Strimenopoulou Foteini, Brown Philip J
University of Kent.
Stat Appl Genet Mol Biol. 2008;7(2):Article9. doi: 10.2202/1544-6115.1359. Epub 2008 Feb 21.
We construct a diagnostic predictor for patient disease status based on a single data set of mass spectra of serum samples together with the binary case-control response. The model is logistic regression with Bernoulli log-likelihood augmented either by quadratic ridge or absolute L1 penalties.
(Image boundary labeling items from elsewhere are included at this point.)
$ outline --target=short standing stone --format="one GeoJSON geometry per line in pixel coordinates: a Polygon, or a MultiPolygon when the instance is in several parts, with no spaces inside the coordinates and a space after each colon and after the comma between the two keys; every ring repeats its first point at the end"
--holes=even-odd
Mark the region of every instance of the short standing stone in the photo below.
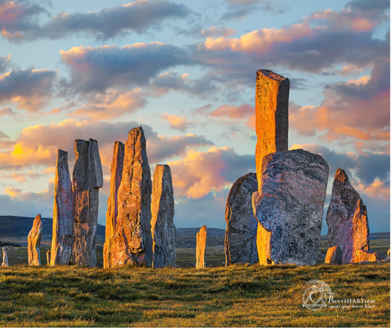
{"type": "MultiPolygon", "coordinates": [[[[254,213],[270,233],[267,260],[313,265],[317,262],[328,166],[302,149],[269,154],[253,195],[254,213]]],[[[267,238],[265,238],[267,239],[267,238]]]]}
{"type": "Polygon", "coordinates": [[[175,266],[176,228],[174,224],[174,190],[168,165],[157,165],[153,174],[151,232],[154,268],[175,266]]]}
{"type": "Polygon", "coordinates": [[[339,246],[344,263],[354,262],[357,249],[369,250],[367,208],[352,187],[345,171],[339,168],[332,184],[326,221],[330,247],[339,246]]]}
{"type": "Polygon", "coordinates": [[[255,161],[261,190],[263,157],[288,150],[289,80],[270,70],[257,72],[255,95],[257,146],[255,161]]]}
{"type": "Polygon", "coordinates": [[[41,265],[41,237],[42,235],[42,224],[41,215],[38,214],[34,219],[33,228],[27,237],[27,252],[29,265],[41,265]]]}
{"type": "Polygon", "coordinates": [[[74,242],[71,262],[96,266],[95,235],[98,226],[99,188],[103,185],[98,142],[75,141],[73,168],[74,242]]]}
{"type": "Polygon", "coordinates": [[[68,153],[59,149],[55,168],[50,265],[67,265],[73,243],[73,198],[68,153]]]}
{"type": "Polygon", "coordinates": [[[226,265],[258,260],[257,229],[252,204],[253,193],[258,190],[257,174],[249,173],[239,178],[231,188],[226,207],[226,265]]]}
{"type": "Polygon", "coordinates": [[[113,243],[113,237],[118,215],[118,188],[122,180],[124,155],[125,145],[120,141],[116,141],[111,162],[110,195],[107,199],[107,211],[106,212],[106,237],[103,245],[103,267],[105,269],[111,267],[111,254],[116,251],[115,245],[113,243]]]}
{"type": "Polygon", "coordinates": [[[353,262],[359,263],[361,262],[377,262],[378,261],[384,260],[385,258],[384,253],[375,253],[369,250],[357,249],[354,256],[353,262]]]}
{"type": "Polygon", "coordinates": [[[152,182],[141,127],[129,132],[122,180],[118,189],[118,215],[113,237],[111,266],[152,261],[151,195],[152,182]]]}
{"type": "Polygon", "coordinates": [[[339,246],[334,246],[327,249],[324,263],[338,265],[342,264],[342,249],[339,246]]]}
{"type": "Polygon", "coordinates": [[[6,247],[3,247],[3,264],[2,266],[8,266],[8,257],[7,255],[6,247]]]}
{"type": "Polygon", "coordinates": [[[206,225],[203,225],[197,233],[196,249],[196,267],[205,267],[205,251],[206,250],[206,225]]]}

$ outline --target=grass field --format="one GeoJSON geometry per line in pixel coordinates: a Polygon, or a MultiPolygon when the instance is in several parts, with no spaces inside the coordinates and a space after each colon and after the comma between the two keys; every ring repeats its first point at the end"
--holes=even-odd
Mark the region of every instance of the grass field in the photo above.
{"type": "Polygon", "coordinates": [[[389,326],[390,265],[0,268],[0,326],[389,326]],[[306,282],[372,308],[313,312],[306,282]]]}

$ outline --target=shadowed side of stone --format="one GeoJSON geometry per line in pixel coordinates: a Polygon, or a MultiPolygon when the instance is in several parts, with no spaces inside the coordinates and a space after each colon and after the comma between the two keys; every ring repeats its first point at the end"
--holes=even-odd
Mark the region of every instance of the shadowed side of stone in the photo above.
{"type": "Polygon", "coordinates": [[[270,233],[267,260],[315,264],[328,165],[319,155],[295,149],[266,155],[262,167],[262,187],[253,195],[253,206],[259,222],[270,233]]]}
{"type": "Polygon", "coordinates": [[[153,174],[151,232],[154,268],[175,266],[176,228],[174,224],[174,189],[168,165],[157,165],[153,174]]]}
{"type": "Polygon", "coordinates": [[[116,245],[113,243],[113,237],[118,215],[118,188],[122,180],[124,155],[125,145],[120,141],[116,141],[111,162],[110,195],[107,199],[107,211],[106,213],[106,236],[103,246],[103,267],[105,269],[111,267],[111,255],[116,251],[116,245]]]}
{"type": "Polygon", "coordinates": [[[358,249],[369,250],[369,224],[367,207],[349,181],[346,173],[336,173],[326,221],[330,246],[339,246],[344,263],[355,261],[358,249]]]}
{"type": "Polygon", "coordinates": [[[73,243],[73,197],[68,153],[59,149],[55,169],[50,265],[67,265],[73,243]]]}
{"type": "Polygon", "coordinates": [[[257,230],[252,197],[258,188],[257,174],[239,178],[227,199],[225,237],[226,266],[238,263],[254,264],[258,260],[257,230]]]}
{"type": "Polygon", "coordinates": [[[27,237],[27,253],[29,265],[41,265],[41,237],[42,235],[42,224],[41,215],[38,214],[34,219],[33,228],[27,237]]]}

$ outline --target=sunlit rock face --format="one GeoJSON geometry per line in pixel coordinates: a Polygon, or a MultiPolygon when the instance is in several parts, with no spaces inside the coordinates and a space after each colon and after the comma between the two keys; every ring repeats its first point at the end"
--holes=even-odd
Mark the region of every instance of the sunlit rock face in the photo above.
{"type": "Polygon", "coordinates": [[[336,264],[339,265],[342,264],[342,249],[339,246],[331,247],[327,249],[326,259],[324,263],[327,264],[336,264]]]}
{"type": "Polygon", "coordinates": [[[151,265],[151,196],[152,182],[141,127],[129,132],[125,145],[122,179],[118,188],[118,215],[113,238],[113,267],[151,265]]]}
{"type": "Polygon", "coordinates": [[[337,169],[326,221],[330,246],[342,249],[344,263],[355,261],[358,249],[369,250],[369,225],[367,208],[352,187],[345,171],[337,169]]]}
{"type": "Polygon", "coordinates": [[[27,237],[27,253],[29,265],[41,265],[41,237],[42,235],[42,224],[41,215],[34,219],[33,228],[27,237]]]}
{"type": "Polygon", "coordinates": [[[69,264],[73,243],[73,197],[68,167],[68,153],[59,149],[55,167],[53,234],[50,264],[69,264]]]}
{"type": "Polygon", "coordinates": [[[302,149],[266,155],[254,214],[270,234],[268,263],[313,265],[318,260],[328,165],[302,149]]]}
{"type": "Polygon", "coordinates": [[[113,243],[113,236],[118,215],[118,189],[122,180],[124,156],[125,145],[120,141],[116,141],[111,162],[110,195],[107,199],[107,211],[106,213],[106,238],[103,246],[103,267],[105,269],[111,266],[111,254],[116,251],[113,243]]]}
{"type": "Polygon", "coordinates": [[[99,192],[103,185],[96,140],[75,141],[73,178],[74,241],[71,262],[80,266],[94,267],[99,192]]]}
{"type": "Polygon", "coordinates": [[[175,266],[176,228],[174,224],[174,189],[168,165],[157,165],[153,173],[151,232],[154,268],[175,266]]]}
{"type": "Polygon", "coordinates": [[[239,178],[231,188],[226,207],[226,266],[234,263],[254,264],[258,260],[257,230],[253,194],[258,190],[257,174],[239,178]]]}
{"type": "Polygon", "coordinates": [[[205,267],[205,251],[206,250],[206,225],[203,225],[197,233],[196,248],[196,267],[205,267]]]}
{"type": "Polygon", "coordinates": [[[259,190],[264,157],[271,153],[288,150],[289,101],[288,79],[267,69],[257,72],[255,160],[259,190]]]}

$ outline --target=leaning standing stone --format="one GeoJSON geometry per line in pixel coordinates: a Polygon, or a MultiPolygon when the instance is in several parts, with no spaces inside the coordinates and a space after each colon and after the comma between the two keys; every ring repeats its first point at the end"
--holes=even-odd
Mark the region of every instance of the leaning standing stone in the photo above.
{"type": "MultiPolygon", "coordinates": [[[[319,155],[302,149],[269,154],[253,195],[254,213],[270,233],[271,263],[317,263],[327,185],[328,166],[319,155]]],[[[265,247],[267,248],[267,247],[265,247]]]]}
{"type": "Polygon", "coordinates": [[[239,178],[231,188],[226,207],[226,266],[238,263],[254,264],[258,260],[257,229],[253,194],[258,190],[257,174],[239,178]]]}
{"type": "Polygon", "coordinates": [[[29,265],[41,265],[41,237],[42,235],[42,224],[41,215],[38,214],[34,219],[33,228],[27,237],[27,252],[29,265]]]}
{"type": "Polygon", "coordinates": [[[174,189],[168,165],[157,165],[153,174],[151,232],[154,268],[175,266],[176,228],[174,224],[174,189]]]}
{"type": "Polygon", "coordinates": [[[205,267],[205,251],[206,250],[206,225],[203,225],[197,233],[196,249],[196,267],[205,267]]]}
{"type": "Polygon", "coordinates": [[[358,249],[369,250],[369,224],[367,207],[352,187],[345,171],[339,168],[332,184],[326,221],[330,246],[339,246],[344,263],[355,261],[358,249]]]}
{"type": "Polygon", "coordinates": [[[73,243],[73,197],[68,153],[59,149],[55,167],[50,265],[67,265],[73,243]]]}

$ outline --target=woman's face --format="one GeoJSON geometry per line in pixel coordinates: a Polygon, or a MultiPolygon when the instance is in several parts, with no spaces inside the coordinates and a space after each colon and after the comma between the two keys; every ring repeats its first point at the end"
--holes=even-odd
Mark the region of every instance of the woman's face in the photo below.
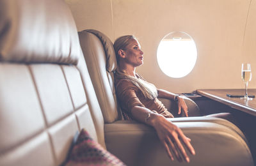
{"type": "Polygon", "coordinates": [[[124,50],[125,55],[125,62],[134,67],[143,64],[143,52],[140,48],[140,45],[137,40],[131,40],[129,45],[124,50]]]}

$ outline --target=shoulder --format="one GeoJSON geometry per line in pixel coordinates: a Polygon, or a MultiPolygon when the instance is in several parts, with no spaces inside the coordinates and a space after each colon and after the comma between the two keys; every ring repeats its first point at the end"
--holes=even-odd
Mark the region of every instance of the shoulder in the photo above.
{"type": "Polygon", "coordinates": [[[136,77],[137,77],[138,78],[139,78],[140,79],[141,79],[141,80],[145,80],[140,74],[139,74],[138,73],[136,73],[135,74],[136,74],[136,77]]]}

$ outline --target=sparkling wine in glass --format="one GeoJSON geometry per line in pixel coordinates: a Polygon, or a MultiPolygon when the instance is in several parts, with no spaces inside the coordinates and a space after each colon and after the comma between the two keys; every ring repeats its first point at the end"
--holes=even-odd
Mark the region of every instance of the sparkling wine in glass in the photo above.
{"type": "Polygon", "coordinates": [[[250,63],[242,63],[242,80],[245,84],[245,95],[242,99],[251,100],[248,96],[247,87],[248,83],[252,79],[251,64],[250,63]]]}

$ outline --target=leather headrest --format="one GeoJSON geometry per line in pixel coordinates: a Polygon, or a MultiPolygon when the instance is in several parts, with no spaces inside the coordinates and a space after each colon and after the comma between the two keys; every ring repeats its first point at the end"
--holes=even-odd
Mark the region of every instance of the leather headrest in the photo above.
{"type": "Polygon", "coordinates": [[[90,33],[97,36],[102,43],[106,54],[106,69],[109,72],[112,72],[116,69],[116,59],[114,47],[110,39],[103,33],[94,29],[86,29],[79,32],[79,33],[90,33]]]}
{"type": "Polygon", "coordinates": [[[76,64],[81,48],[63,0],[0,1],[0,60],[76,64]]]}

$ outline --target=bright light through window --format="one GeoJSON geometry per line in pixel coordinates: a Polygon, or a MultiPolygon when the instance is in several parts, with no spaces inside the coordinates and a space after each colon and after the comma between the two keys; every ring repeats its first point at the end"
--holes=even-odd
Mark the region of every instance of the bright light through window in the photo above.
{"type": "Polygon", "coordinates": [[[196,47],[188,34],[175,32],[168,34],[157,49],[157,62],[166,75],[180,78],[189,73],[196,61],[196,47]]]}

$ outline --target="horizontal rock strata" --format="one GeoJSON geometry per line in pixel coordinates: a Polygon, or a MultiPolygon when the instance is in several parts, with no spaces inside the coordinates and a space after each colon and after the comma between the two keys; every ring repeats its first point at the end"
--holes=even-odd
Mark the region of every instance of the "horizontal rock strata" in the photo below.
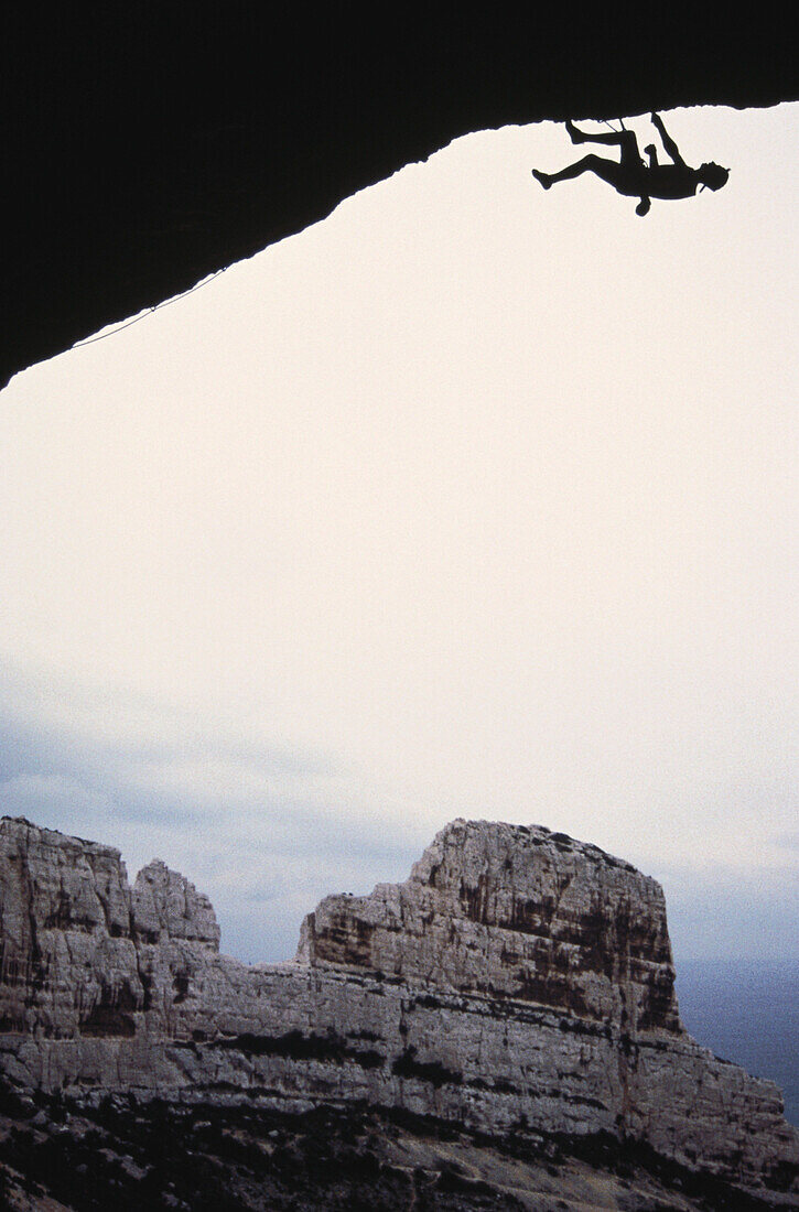
{"type": "Polygon", "coordinates": [[[405,884],[326,898],[284,965],[221,955],[164,864],[131,888],[118,851],[25,821],[0,890],[0,1063],[28,1087],[609,1132],[799,1206],[780,1092],[683,1030],[662,891],[597,847],[456,821],[405,884]]]}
For ridge penalization using the singular value decomposition we reduce the number of variables for maximization to the rank of the design matrix. With log-likelihood loss, 10-fold cross-validatory choice is employed to specify the penalization hyperparameter. Predictive ability is judged on a set-aside subset of the data.
我们基于血清样本质谱的单个数据集以及二元病例对照反应构建了一个用于预测患者疾病状态的诊断预测模型。该模型是具有伯努利对数似然的逻辑回归,通过二次岭回归或绝对L1惩罚进行增强。对于使用奇异值分解的岭惩罚,我们将最大化变量的数量减少到设计矩阵的秩。通过对数似然损失,采用10折交叉验证选择来指定惩罚超参数。预测能力在数据的留出子集中进行判断。